Stitch and Feather is a boho boutique that sells mostly women’s clothing along with a smaller selection of other accessories and home goods located at 122 N. Harbor Blvd in Landmark Plaza.
Stitch and Feather have five locations operating throughout Orange County, and this branch was opened in the midst of the Pandemic in July 2020. According to Danielle Sheverton, the store’s manager, the business has been picking up steadily every month since opening.
Prior to red and orange tier placements, on busy weekend afternoons, customers were made to wait in lines before entering to maintain capacity guidelines. Since Orange County was allowed into the red tier on March 14, allowing for larger capacities, they have not had to enforce monitoring the number of customers coming in and out as the boutique is a stop-and-shop setup.
“It’s getting busier now that the heat is coming through, and Spring Break or people go back to work. It’s definitely better, to see the restaurants opening up and they’re allowing dine-in, so, it’s getting busier. Especially at night,” stated Sheverton.
Along with the availability of hand sanitizer and masks being required, the team utilizes other methods to keep guests safe, including the use of disinfectant. Guests are even allowed to try on clothes, which are then steamed for sanitation if the customer decides not to take them.
Sheverton expressed how the weeks in the red tier had improved their business and they are prepared for the orange tier’s new experiences.

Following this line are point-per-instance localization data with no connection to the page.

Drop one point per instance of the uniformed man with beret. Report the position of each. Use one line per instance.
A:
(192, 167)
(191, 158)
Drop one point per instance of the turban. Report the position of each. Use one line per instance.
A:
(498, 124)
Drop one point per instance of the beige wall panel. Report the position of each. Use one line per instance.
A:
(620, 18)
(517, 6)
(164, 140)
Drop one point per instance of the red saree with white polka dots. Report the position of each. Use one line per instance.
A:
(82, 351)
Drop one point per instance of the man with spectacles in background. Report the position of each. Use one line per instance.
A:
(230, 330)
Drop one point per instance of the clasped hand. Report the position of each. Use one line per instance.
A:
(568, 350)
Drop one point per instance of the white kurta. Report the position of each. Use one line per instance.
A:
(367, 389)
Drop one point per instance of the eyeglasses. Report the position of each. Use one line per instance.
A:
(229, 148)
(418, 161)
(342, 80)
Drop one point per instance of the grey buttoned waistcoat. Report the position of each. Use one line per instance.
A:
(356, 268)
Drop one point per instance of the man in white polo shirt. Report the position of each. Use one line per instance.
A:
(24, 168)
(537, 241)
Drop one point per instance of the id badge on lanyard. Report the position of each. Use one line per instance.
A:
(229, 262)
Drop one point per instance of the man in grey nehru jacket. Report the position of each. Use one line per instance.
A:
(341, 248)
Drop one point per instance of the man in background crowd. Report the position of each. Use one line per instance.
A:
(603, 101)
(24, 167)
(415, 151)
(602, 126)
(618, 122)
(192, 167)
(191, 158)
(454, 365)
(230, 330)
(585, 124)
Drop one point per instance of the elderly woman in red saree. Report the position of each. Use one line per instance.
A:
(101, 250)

“Just making sure to have everyone know that we’re still open during everything and the precautions that we’re taking. It’s still been pretty good. We’re pretty much set, we’re rock and rolling how we are,” continued Sheverton.
Jaxon’s Chix Tenders serves scratch-made chicken tenders at 204 N. Harbor Blvd. in Downtown Fullerton.
Due to the new progressive statuses in Orange County, Jaxon’s Chix Tenders was visibly bustling in the afternoon due to spacious available seating on the front patio, within the restaurant, as well as the back patio.
According to store owner Joseph Mahon, what seems to do the trick is having team members’ temperatures checked regularly and following local health guidelines. He also encourages team members to get the vaccine but feels that decision is to be made based on what is best for the individual and their family.
Mahon shared that he believes there is a more important key to navigating these troubling times.
“Constant communication. An open environment that’s transparent, that doesn’t look down on or shame anybody for contracting or having had COVID-19,” Mahon stated.
Mahon feels that there’s definitely a light at the end of the tunnel. Over the last few weeks, as the business has been able to increase, Jaxon’s Chix Tenders sales have been up by about 25%.
Ultimately, Mahon feels that it takes a village–the support from the business owners and the community, as well as the local policies and regulations, are needed to succeed.
“I think everyone has a little bit of COVID fatigue. We were already feeling bad as it has for a while now. Now that we’re open to 25% capacity, I see a lot happier guests and team members” Mahon continued.
Considering the placement into orange tier status on March 30 and the Blueprint for a Safer Economy‘s guidelines, businesses are given seven days to adjust to tier re-adjustments. In the coming weeks, Downtown Fullerton could become increasingly reminiscent of the pre-pandemic community hotspot it’s known for being.